[Tarantool-patches] [PATCH luajit v1 03/11] profile: introduce profiler writing module

Thu Dec 24 09:46:56 MSK 2020

Hi, Igor!

Thanks for the review!

On 21.12.20, Igor Munkin wrote:
> Sergey,
> 
> Thanks for the patch! Please consider the comments below. I expected
> that we agreed we need an MVP for now, so the module API is fine except
> the <write_buffer_sys> part: it is overcomplicated for the current uses.
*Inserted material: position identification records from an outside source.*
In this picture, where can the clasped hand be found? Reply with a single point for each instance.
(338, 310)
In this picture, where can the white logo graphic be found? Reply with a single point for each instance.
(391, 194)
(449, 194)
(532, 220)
We can try this API for now. This may lead to thoughts about improving C
API.

> 
> On 16.12.20, Sergey Kaplun wrote:
> > This patch introduces module for writing profile data.
> > Its usage will be added at the next patches.
> > 
> > It can be used for memory profiler or for signal-based
> > cpu profiler.
> 
> I see nothing strongly related to the profiler, so it's simply an
> internal write buffer. Then let's settle for the naming at first. I
> guess <lj_wbuf*> is a good prefix for this subsystem.

OK, it looks better.

> 
> So, I propose the following wording for the commit message:
> | core: introduce write buffer module
> |
> | This patch introduces the standalone module for writing data to the
> | file via the special buffer. The module provides the API for buffer
> | initial setup and its convenient usage.
> 
> Feel free to adjust the description on you own and even describe the
> introduced API in a more verbose way.

Thanks, sounds well!

> 
> > 
> > Part of tarantool/tarantool#5442
> > ---
> > 
> > Custom memcpy function (see below) makes sense if this module will be
> > used for cpu/sample profiler based on a signal-based timer. Else it can
> > be easily redefined.
> 
> I suggest to not overcomplicate all this machinery added for an a single
> profiler. Let's drop all memcpy-related hacks. By the way we can simply
> incorporate it when it is necessary.

Sure.

> 
> > 
> >  src/Makefile            |   5 +-
> >  src/Makefile.dep        |   2 +
> >  src/profile/ljp_write.c | 195 ++++++++++++++++++++++++++++++++++++++++
> >  src/profile/ljp_write.h |  84 +++++++++++++++++
> >  4 files changed, 284 insertions(+), 2 deletions(-)
> >  create mode 100644 src/profile/ljp_write.c
> >  create mode 100644 src/profile/ljp_write.h
> > 
> > diff --git a/src/Makefile b/src/Makefile
> > index be7ed95..4b1d937 100644
> > --- a/src/Makefile
> > +++ b/src/Makefile
> 
> Please, adjust these changes considering the comments to the first
> patch. You can find the proposed naming above.

Done.

> 
> > @@ -469,6 +469,7 @@ DASM_FLAGS= $(DASM_XFLAGS) $(DASM_AFLAGS)
> 
> <snipped>
> 
> > diff --git a/src/profile/ljp_write.c b/src/profile/ljp_write.c
> > new file mode 100644
> > index 0000000..de7202d
> > --- /dev/null
> > +++ b/src/profile/ljp_write.c
> > @@ -0,0 +1,195 @@
> > +/*
> > +** Low-level writer for LuaJIT Profiler.
> > +**
> > +** Major portions taken verbatim or adapted from the LuaVela.
> > +** Copyright (C) 2015-2019 IPONWEB Ltd.
> > +*/
> > +
> > +#include <unistd.h>
> > +#include <errno.h>
> > +
> > +#include "profile/ljp_write.h"
> > +#include "utils/leb128.h"
> > +#include "lj_def.h"
> 
> <snipped>
> 
> > +/* Wraps a write syscall ensuring all data have been written. */
> 
> I see no syscall wrapped here. Anyway, IIRC we discussed that we don't
> need such complex interfaces in scope of MVP. So you can just use
> <write> or <fwrite> right here for now and redesign the wbuf API later
> if necessary (it's internal, so I see no problem).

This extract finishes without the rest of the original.